Looking for more actionable advice on providing managed services? Check out our Break/Fix to Managed Services Transition Kit. It provides a 4-step action plan you can follow plus some additional templates/tools that can give you an easy jumpstart.

FAQs

Converting from break/fix to managed services means shifting from reactive IT support—fixing problems as they arise—to a proactive, subscription-based model. MSPs provide continuous monitoring, automation, and maintenance to prevent downtime and deliver predictable monthly costs.

In 2025, businesses demand consistent uptime, cybersecurity, and automation. The break/fix model can’t scale or meet these expectations. Managed services deliver recurring revenue, AI-driven monitoring, and measurable business value, making it the smarter, more sustainable choice.

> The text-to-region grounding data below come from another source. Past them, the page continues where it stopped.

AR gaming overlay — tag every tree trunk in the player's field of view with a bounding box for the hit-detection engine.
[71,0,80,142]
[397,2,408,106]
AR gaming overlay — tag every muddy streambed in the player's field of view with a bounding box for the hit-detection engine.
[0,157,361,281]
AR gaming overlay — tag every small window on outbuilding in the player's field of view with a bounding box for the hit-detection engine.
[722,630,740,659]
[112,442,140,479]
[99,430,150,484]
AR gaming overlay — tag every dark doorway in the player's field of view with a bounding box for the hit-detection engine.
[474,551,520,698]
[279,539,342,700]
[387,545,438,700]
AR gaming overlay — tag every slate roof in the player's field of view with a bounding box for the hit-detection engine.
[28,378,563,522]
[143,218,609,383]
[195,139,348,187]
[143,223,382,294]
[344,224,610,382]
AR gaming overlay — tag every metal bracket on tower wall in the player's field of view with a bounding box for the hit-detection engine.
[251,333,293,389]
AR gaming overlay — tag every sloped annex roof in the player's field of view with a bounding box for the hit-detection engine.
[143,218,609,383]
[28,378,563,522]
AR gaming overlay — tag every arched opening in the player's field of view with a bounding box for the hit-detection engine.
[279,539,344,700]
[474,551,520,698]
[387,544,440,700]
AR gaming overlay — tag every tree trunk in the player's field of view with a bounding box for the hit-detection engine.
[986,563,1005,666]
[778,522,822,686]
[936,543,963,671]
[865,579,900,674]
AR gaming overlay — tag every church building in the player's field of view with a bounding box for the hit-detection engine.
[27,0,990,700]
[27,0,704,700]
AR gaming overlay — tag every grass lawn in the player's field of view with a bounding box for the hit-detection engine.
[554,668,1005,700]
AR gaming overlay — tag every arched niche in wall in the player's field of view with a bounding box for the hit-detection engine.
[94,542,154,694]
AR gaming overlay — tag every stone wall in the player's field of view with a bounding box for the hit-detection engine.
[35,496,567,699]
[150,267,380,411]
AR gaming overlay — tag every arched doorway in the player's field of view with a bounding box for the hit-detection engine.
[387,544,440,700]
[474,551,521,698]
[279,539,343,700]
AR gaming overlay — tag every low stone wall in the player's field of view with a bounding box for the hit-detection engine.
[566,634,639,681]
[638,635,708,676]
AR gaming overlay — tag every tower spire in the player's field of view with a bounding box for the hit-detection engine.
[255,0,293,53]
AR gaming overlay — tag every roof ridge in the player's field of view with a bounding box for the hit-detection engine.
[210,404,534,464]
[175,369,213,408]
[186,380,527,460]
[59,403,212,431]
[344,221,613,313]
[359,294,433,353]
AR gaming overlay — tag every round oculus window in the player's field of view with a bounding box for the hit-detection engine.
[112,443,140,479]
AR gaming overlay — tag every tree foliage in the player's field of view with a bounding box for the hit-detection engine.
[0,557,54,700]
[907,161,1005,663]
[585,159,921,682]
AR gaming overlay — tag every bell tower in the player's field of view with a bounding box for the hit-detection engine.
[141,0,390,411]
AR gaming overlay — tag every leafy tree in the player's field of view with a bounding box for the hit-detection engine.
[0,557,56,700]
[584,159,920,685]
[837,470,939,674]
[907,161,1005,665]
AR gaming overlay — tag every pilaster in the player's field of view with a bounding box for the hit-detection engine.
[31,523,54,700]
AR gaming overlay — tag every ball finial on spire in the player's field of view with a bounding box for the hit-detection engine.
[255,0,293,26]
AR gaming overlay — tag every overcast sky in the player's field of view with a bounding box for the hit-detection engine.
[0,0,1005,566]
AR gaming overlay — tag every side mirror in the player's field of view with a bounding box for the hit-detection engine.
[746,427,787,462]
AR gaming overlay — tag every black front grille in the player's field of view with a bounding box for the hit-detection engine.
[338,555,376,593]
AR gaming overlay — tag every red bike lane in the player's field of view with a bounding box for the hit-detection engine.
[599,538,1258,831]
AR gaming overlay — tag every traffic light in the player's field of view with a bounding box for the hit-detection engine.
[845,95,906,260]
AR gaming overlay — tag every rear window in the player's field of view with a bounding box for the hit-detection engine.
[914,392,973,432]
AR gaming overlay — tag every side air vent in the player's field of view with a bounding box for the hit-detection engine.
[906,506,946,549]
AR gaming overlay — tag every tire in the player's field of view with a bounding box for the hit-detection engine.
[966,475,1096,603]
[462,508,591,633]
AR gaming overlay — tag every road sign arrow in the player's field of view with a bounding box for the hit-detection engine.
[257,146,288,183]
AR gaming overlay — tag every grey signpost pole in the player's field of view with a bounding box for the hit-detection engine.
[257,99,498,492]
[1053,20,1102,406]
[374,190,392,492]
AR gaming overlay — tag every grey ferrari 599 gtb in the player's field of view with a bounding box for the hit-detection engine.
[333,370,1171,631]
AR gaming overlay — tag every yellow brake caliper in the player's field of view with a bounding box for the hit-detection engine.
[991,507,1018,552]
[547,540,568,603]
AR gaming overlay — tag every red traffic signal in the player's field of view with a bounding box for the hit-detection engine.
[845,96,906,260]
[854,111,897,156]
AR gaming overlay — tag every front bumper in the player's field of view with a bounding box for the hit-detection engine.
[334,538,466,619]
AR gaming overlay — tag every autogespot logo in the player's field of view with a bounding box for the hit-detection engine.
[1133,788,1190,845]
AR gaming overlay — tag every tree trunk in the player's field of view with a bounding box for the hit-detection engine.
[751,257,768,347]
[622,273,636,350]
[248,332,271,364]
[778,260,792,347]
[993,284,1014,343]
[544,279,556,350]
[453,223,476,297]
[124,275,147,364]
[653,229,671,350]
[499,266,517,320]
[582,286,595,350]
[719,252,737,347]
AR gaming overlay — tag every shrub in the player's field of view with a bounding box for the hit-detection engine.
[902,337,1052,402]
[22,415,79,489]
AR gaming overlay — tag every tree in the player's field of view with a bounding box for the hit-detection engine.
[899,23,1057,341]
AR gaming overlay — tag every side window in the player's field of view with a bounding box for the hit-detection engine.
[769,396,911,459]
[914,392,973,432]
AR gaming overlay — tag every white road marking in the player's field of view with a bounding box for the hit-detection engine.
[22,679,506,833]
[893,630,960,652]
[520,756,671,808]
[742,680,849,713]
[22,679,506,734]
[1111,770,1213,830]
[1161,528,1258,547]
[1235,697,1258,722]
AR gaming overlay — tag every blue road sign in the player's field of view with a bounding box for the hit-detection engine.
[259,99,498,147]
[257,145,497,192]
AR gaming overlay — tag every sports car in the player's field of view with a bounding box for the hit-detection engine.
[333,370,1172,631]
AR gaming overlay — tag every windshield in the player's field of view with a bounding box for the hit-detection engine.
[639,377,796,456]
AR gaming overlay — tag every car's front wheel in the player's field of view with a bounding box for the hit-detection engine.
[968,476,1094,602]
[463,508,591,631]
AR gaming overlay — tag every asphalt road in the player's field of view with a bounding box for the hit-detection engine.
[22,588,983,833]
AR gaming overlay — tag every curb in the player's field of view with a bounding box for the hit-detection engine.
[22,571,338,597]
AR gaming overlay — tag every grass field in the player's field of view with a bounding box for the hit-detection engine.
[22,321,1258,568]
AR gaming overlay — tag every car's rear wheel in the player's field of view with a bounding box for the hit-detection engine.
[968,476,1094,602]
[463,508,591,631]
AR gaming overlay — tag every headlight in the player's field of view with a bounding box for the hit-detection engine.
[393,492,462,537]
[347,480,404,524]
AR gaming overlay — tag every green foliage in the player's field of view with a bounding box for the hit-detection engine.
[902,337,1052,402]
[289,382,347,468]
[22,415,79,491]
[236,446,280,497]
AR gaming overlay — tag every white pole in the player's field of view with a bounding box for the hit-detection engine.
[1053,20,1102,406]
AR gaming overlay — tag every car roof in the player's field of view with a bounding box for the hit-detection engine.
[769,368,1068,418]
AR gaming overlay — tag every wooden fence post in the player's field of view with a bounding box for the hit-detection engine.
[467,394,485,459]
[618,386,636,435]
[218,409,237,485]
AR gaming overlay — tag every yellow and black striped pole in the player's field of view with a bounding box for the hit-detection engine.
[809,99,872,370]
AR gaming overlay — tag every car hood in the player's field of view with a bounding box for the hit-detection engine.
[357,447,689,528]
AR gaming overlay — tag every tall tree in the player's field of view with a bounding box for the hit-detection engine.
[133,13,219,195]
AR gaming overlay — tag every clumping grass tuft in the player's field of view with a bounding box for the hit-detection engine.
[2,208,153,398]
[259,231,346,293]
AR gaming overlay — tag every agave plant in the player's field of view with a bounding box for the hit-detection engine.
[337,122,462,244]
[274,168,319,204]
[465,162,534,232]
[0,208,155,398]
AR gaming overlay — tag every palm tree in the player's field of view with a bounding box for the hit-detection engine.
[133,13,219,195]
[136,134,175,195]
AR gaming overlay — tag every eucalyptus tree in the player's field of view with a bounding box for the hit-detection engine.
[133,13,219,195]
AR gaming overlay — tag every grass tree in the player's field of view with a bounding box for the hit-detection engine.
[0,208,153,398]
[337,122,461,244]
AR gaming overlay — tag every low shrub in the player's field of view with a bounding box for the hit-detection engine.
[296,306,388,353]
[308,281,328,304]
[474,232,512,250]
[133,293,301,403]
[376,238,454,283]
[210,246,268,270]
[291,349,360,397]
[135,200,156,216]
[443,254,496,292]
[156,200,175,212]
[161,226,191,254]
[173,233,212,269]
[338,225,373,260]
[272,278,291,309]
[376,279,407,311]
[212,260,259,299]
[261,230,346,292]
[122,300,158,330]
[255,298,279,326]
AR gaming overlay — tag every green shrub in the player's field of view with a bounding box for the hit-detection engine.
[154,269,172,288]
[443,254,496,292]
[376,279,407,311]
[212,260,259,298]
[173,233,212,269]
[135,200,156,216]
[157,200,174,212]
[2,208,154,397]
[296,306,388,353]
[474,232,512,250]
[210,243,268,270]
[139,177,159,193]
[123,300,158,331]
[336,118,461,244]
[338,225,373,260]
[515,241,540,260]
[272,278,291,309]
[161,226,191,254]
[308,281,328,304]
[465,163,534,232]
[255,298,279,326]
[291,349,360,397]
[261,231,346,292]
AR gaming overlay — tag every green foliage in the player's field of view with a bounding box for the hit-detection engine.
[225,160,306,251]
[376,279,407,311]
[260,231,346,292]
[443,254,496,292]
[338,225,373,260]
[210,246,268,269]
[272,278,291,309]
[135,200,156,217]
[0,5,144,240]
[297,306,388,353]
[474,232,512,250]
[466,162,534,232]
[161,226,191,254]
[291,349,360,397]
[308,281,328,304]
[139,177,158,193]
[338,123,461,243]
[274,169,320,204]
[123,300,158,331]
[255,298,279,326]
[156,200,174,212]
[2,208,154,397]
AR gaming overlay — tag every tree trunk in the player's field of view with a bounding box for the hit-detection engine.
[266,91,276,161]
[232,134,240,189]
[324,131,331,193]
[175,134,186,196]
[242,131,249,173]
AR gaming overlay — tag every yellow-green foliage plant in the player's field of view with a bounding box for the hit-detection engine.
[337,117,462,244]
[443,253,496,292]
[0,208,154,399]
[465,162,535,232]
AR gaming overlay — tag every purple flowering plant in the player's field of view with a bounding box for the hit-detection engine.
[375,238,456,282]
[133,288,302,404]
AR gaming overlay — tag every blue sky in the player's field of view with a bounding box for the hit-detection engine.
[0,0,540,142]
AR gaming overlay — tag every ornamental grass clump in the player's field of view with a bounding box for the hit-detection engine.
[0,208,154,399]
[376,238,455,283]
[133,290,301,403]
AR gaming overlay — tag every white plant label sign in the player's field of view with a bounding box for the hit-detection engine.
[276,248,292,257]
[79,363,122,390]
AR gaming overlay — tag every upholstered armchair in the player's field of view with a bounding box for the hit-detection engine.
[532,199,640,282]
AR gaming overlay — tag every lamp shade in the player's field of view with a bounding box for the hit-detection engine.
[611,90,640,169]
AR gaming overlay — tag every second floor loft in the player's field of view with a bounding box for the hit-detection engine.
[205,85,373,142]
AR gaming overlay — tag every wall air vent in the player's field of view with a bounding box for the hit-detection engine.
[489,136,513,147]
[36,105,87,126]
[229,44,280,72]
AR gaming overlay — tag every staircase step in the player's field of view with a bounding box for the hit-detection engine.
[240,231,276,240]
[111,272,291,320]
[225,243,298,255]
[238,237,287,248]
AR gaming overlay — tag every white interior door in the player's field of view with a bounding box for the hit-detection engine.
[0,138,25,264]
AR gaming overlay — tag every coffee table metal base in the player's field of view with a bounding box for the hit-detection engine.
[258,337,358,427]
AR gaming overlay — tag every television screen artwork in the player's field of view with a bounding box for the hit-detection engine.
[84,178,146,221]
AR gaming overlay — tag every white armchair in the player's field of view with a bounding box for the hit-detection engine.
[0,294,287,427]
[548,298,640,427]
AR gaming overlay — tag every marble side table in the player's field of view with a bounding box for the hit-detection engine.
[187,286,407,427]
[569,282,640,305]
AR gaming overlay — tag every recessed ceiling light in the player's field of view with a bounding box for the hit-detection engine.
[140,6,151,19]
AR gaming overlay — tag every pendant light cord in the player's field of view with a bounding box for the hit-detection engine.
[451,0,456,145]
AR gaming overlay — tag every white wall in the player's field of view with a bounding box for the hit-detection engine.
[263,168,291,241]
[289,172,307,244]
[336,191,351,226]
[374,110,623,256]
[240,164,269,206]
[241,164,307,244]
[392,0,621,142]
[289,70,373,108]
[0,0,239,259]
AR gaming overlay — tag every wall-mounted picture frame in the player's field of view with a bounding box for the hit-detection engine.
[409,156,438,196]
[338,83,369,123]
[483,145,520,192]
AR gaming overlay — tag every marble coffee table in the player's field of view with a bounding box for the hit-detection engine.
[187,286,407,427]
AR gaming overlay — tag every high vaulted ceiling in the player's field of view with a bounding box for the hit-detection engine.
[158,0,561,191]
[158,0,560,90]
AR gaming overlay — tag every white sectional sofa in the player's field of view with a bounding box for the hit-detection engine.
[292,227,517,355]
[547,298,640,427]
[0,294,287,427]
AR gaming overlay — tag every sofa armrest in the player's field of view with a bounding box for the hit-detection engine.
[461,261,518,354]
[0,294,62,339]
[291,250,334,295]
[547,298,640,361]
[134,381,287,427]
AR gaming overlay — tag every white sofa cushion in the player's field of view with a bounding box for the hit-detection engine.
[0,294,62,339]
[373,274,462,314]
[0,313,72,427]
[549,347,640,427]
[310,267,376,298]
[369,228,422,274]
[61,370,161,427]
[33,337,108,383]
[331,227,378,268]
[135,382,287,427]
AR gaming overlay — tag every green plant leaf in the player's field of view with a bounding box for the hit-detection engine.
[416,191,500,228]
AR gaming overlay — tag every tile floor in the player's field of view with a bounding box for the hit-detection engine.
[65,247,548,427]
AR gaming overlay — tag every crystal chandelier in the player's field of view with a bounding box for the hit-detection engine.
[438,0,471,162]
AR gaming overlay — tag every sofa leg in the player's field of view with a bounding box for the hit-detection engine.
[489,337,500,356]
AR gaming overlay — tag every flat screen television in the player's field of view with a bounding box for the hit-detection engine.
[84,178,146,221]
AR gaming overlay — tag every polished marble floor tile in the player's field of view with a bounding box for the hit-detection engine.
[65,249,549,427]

  • Show clients their historical downtime costs and unpredictable invoices.
  • Demonstrate how managed services offer proactive support, faster response times, and consistent monthly billing.
  • Use outcome-based guarantees or short trial periods to prove real value.

Common challenges include

  • client resistance to fixed fees,
  • unclear service packaging, and
  • internal workflow changes.

Overcome them by clearly communicating benefits, standardizing your offerings, and implementing strong SLAs that define service levels and expectations.

If clients refuse to transition, consider raising break/fix rates, offering block-time billing, or letting them go. Focusing on aligned clients allows your MSP to grow recurring revenue and deliver higher-quality service through automation and proactive management.